Luego, había encontrado a Eva. Nunca le había preguntado cómo se hallaba también allí ni de dónde procedía. Él procuraba ser extremadamente discreto a este respecto, pero es que nada importaba el Pasado cuando Eva estaba con él. Sólo una cosa sabía: que cuando los recuerdos de la Tierra volvían a aguijonearle como un manojo de ortigas, Eva desaparecía, y luego tardaba semanas, meses o años en reunirse con él. Se presentaba siempre en el lugar menos sospechado: unas veces la había visto avanzar hacia él, sobre la nieve deslumbrante y envuelta en unos tules vaporosos; otras, sentía su contacto cálido cuando, rendido por una alocada caminata en pos de ella, descansaba en un lecho-improvisado con líquenes de color de sangre o matojos purpurinos. Y así, otra vez, permanecían juntos durante semanas, meses o años, pero con la diferencia de que los meses parecían semanas y los años meses. Por eso, procuraba no formularse siquiera en su mente la pregunta indiscreta. Aquel girar la cabeza en torno del horizonte era, pues, sólo un reflejo cuyo origen procuraba él con todas sus fuerzas no recordar.
Encendió el fuego y puso a hervir un brebaje vigorizante, cuya fórmula le había proporcionado Eva. Miró esta vez hacia donde las matas crujían bajo el roce leve de unos pies y de una falda de seda. Eva hacía siempre lo mismo durante aquellas semanas, meses o años que permanecía a su lado: procuraba no estar presente cuando él se despertaba; sólo cuando su mente se hallaba completamente lúcida aparecía de nuevo. Morgan había llegado a la conclusión de que ella ejecutaba alguna extraña ceremonia para rejuvenecerse y para cambiar algún detalle de su maquillaje o de su peinado.

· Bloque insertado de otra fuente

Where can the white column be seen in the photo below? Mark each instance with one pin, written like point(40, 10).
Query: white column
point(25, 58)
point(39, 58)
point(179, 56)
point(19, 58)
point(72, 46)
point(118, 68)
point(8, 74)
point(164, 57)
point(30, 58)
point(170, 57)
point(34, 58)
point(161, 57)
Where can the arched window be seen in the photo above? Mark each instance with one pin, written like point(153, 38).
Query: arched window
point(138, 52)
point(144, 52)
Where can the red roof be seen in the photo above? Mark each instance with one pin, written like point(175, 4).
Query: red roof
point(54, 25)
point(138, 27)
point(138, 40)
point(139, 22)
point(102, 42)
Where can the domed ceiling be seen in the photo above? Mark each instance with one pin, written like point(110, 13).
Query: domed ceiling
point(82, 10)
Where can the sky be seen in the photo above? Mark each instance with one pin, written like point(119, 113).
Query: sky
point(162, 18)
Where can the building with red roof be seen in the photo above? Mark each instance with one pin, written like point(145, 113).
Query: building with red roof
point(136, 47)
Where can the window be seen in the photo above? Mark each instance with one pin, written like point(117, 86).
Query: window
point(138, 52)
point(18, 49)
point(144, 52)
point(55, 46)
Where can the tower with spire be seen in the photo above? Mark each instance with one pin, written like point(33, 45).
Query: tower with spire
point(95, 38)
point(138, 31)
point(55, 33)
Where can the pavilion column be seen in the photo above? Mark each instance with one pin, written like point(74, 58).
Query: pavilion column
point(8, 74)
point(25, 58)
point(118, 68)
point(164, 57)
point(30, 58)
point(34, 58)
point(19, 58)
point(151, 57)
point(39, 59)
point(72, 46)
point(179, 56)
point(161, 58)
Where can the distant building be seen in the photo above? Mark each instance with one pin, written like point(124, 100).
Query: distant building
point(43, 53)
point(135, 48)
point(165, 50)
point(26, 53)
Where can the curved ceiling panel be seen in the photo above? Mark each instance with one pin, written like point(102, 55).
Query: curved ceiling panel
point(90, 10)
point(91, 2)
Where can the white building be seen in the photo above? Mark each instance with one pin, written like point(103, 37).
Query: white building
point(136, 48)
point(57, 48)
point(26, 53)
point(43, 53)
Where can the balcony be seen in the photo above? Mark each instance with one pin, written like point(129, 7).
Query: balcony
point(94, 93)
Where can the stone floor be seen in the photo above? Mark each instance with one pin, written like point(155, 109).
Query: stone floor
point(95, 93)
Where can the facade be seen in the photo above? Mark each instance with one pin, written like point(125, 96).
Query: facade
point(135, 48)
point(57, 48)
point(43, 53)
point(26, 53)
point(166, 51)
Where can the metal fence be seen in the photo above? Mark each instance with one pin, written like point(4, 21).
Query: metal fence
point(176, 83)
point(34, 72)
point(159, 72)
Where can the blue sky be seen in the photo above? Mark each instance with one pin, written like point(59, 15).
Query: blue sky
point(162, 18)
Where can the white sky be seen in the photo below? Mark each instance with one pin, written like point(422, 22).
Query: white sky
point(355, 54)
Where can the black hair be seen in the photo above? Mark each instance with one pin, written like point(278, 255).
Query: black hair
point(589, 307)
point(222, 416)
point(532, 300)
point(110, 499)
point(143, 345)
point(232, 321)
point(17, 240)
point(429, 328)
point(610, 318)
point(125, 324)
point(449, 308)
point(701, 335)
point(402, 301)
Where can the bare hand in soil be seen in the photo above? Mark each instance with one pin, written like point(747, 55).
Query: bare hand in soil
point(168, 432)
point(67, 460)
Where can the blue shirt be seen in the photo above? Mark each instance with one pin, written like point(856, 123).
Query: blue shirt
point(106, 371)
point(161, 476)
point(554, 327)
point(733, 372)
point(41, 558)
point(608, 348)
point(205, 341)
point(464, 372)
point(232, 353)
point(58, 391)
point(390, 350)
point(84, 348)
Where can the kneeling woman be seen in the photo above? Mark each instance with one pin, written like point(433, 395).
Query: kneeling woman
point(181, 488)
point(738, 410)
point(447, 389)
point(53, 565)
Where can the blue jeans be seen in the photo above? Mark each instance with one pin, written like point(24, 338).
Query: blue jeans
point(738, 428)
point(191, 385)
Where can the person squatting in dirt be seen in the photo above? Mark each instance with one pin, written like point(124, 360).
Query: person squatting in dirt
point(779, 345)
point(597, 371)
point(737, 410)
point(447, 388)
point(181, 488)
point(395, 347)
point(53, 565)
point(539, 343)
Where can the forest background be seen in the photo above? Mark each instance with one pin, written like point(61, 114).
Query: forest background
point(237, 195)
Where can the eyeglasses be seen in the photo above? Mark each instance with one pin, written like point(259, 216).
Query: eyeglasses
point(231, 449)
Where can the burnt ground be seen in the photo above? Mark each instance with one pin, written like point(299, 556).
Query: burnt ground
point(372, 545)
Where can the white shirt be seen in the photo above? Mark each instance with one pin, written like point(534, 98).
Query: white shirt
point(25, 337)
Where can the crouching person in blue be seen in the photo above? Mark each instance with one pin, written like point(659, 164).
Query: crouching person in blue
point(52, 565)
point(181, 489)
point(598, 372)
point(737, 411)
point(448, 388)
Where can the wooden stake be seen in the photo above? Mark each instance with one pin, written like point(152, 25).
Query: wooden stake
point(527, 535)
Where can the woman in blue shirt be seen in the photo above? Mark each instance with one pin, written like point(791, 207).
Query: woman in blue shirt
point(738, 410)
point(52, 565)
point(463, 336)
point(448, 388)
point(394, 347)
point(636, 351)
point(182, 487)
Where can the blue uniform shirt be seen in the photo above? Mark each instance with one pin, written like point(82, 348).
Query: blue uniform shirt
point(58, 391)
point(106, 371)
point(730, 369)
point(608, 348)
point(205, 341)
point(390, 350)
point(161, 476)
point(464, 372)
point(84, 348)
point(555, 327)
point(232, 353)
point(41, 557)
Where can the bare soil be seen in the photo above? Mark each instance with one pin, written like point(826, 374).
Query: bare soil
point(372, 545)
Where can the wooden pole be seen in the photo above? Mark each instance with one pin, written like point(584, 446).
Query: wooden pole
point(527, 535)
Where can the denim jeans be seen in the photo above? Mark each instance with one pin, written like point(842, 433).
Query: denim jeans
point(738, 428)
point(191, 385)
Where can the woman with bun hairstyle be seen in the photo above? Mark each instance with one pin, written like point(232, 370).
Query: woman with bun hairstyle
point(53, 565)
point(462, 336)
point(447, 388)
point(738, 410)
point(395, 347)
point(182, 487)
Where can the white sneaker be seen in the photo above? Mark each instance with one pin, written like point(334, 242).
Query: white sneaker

Porque la imaginación de Eva era a este punto inagotable: no había mañana en que no se presentase con alguna sorpresa que anulaba el peso doloroso de la rutina. ¿De dónde sacaba, además, tantos trajes y, en general, tantas armas invencibles de la coquetería femenina si en aquel planeta, infinitamente alejado de las rutas de los cruceros, los únicos artículos de procedencia terrestre eran su pistola, los harapos de su traje de piloto, y allá, a muchos cientos de kilómetros, unos trozos de metal retorcidos y podridos de herrumbre? Pero ésta era también una pregunta tabú para Morgan. Eva era sólo el misterio; intentar profanarlo hubiese significado destruir lo único hermoso que existía en aquella vida de Robinsón interplanetario.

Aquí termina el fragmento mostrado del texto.